At least, that was the case until a Los Angeles grand jury decided to indict Lori Drew on charges stemming from allegations that she violated rules set down by the social networking site MySpace.
Drew, 49, of O'Fallon, Mo., was convicted Wednesday on three misdemeanor counts of accessing a computer without authorization for her role in the creation of a fake MySpace account that was used to harass Megan Meier, 13, of Dardenne Prairie, Mo. The jurors rejected more serious felony charges and were unable to reach a decision on a conspiracy charge.
Prosecutors said Drew, her teenage daughter and Drew's former employee created the fake account and pretended to be a 16-year-old boy named Josh Evans. Meier hanged herself in October of 2006 after a heated exchange with the fictional Evans.
As far as MySpace was concerned, the account never should have been created. The site's "terms and conditions" agreement prohibits users from creating fictional accounts, using others' pictures without permission and harassing other users. Witnesses said that Drew never read the terms, but prosecutors said that she should have known that she was breaking at least some MySpace rules and possibly violating the law.
Of course, as most users know, it's a rule that's routinely violated. Jae Sung, a vice president of customer care at MySpace, testified during the Drew trial that MySpace has roughly 100 million unique members and at least 400 million profiles. He said that there was no way to know how many profiles were created in violation of the rules.
That MySpace does little to police fake accounts demonstrates an important aspect of service agreements. They don't generally obligate a company to do anything, but they do preserve its right to take action if it wants to.
"Basically, they are written to protect the companies you are dealing with," said Greg Lastowka, an associate professor at the Rutgers School of Law.
And as far as the legal system is concerned, these "terms of service" agreements count as binding contracts. Once you click the "accept" button, you have agreed to what's in there, whether you read it or not. In many instances, legal experts say, you don't even have to acknowledge your acceptance. Merely using a site like ESPN.com, for example, signifies that you accept the site's terms.
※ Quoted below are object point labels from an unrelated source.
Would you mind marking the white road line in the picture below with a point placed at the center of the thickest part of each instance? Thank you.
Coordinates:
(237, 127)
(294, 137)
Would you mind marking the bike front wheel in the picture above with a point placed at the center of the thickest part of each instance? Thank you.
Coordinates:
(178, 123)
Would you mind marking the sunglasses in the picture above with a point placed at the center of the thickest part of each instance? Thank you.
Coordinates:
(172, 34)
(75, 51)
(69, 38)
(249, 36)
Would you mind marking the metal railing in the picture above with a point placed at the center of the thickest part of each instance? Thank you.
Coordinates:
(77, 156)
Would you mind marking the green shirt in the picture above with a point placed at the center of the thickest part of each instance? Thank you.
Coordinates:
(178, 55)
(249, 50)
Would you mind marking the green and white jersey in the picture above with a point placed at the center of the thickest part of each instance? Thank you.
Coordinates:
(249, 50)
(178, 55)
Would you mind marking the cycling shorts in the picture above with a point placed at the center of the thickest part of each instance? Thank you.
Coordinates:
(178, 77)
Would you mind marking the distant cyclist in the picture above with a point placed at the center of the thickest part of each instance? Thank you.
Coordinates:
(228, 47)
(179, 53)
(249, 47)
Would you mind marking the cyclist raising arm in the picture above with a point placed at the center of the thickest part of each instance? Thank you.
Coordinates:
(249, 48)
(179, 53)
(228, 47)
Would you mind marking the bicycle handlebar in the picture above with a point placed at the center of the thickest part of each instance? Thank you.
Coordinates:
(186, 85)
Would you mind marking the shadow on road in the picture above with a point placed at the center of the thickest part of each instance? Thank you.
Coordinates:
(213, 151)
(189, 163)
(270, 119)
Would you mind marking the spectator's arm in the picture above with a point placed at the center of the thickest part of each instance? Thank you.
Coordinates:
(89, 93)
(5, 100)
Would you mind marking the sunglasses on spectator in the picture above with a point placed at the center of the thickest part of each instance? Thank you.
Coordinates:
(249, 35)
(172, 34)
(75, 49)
These types of contracts aren't new. It's just that they are more prevalent today, with so much of our world's information, entertainment and interaction moving to the Internet.
"This is just a new version of an old problem," said Michael Carroll, visiting professor of law at American University's Washington College of Law. "Every time you go to a ballgame, believe it or not, there is a little contract on the back of the ticket."
Legal experts generally advise against agreeing to any contract without first reading it. And they make no exceptions here. But those same legal experts also admit that they don't spend much time poring over "terms of service" agreements.
And considering these things are usually filled with dense, legal jargon, the average person wouldn't gain much of an understanding of what they've agreed to, even if they did read one, said Catherine Dwyer, a computer science professor at Pace University in New York.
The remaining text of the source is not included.